Ana se encoge de hombros y musita un “gracias” muy tímido. Ha hecho bien en no ponerse colorete.
-No pensaba decirte nada pero en dos semanas me iré a Barcelona a trabajar y no me gustaría irme sin conocerte mejor – Pablo mira al suelo y coge aire- ¿Te gustaría cenar hoy en ese restaurante chino cerca de la Plaza de Oriente?
Ana asiente. Un escalofrío ha recorrido toda su espalda.
-Perfecto, te veo allí a las nueve.
Los dos no despegan sus miradas hasta que la casa se cierra por completo. Vuelve a mirar por la mirilla; Pablo sigue ahí. Ana también. Y sabe que a diferencia de Pablo, ella nunca se marchará más lejos de esa puerta.
Faltan diez minutos para las nueve. Ana ha decidido ponerse un vestido rojo de cortes rectos por encima de la rodilla. Piensa que quizá un buen vestido le ayudará a salir por la puerta. Pablo es su única razón para salir de aquel piso que comienza a convertirse en su mayor pesadilla. Se coloca delante de la puerta pero no es capaz de tocar la manilla. Repite esta acción tres veces pero a la cuarta se desploma al suelo y comienza a llorar.
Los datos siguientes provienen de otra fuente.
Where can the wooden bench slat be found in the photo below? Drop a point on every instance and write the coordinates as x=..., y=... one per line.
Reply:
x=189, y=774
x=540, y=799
Las lágrimas le destrozan el maquillaje.
Son las nueve y media. En el piso no se oye más que una respiración acelerada y sollozos en voz baja. Ana lleva media hora tirada en el suelo y las piernas se le comienzan a dormir. Suena el timbre. Se reincorpora y sin comprobar quién llama abre la puerta. Es Pablo. Lleva camisa blanca bien planchada y unos vaqueros anchos. Ha vuelto corriendo desde el restaurante.
-Lo sé. Solo tú das besos en al ras del marco de la puerta.
Ana frunce el ceño y Pablo entra en la casa. Coge dos sillas de madera de la cocina y vuelve a la entrada. Coloca una silla fuera y otra dentro. Después vuelve a por la mesa de metal que agarra fácilmente con los dos brazos hasta posarla en medio del marco de la puerta. Pablo improvisa dos platos de pasta con queso y ambos cenan sin decir nada pero sin parar de mirarse fijamente con una sonrisa; ella dentro, él fuera.
Mañana han quedado para dar un paseo por su pasillo.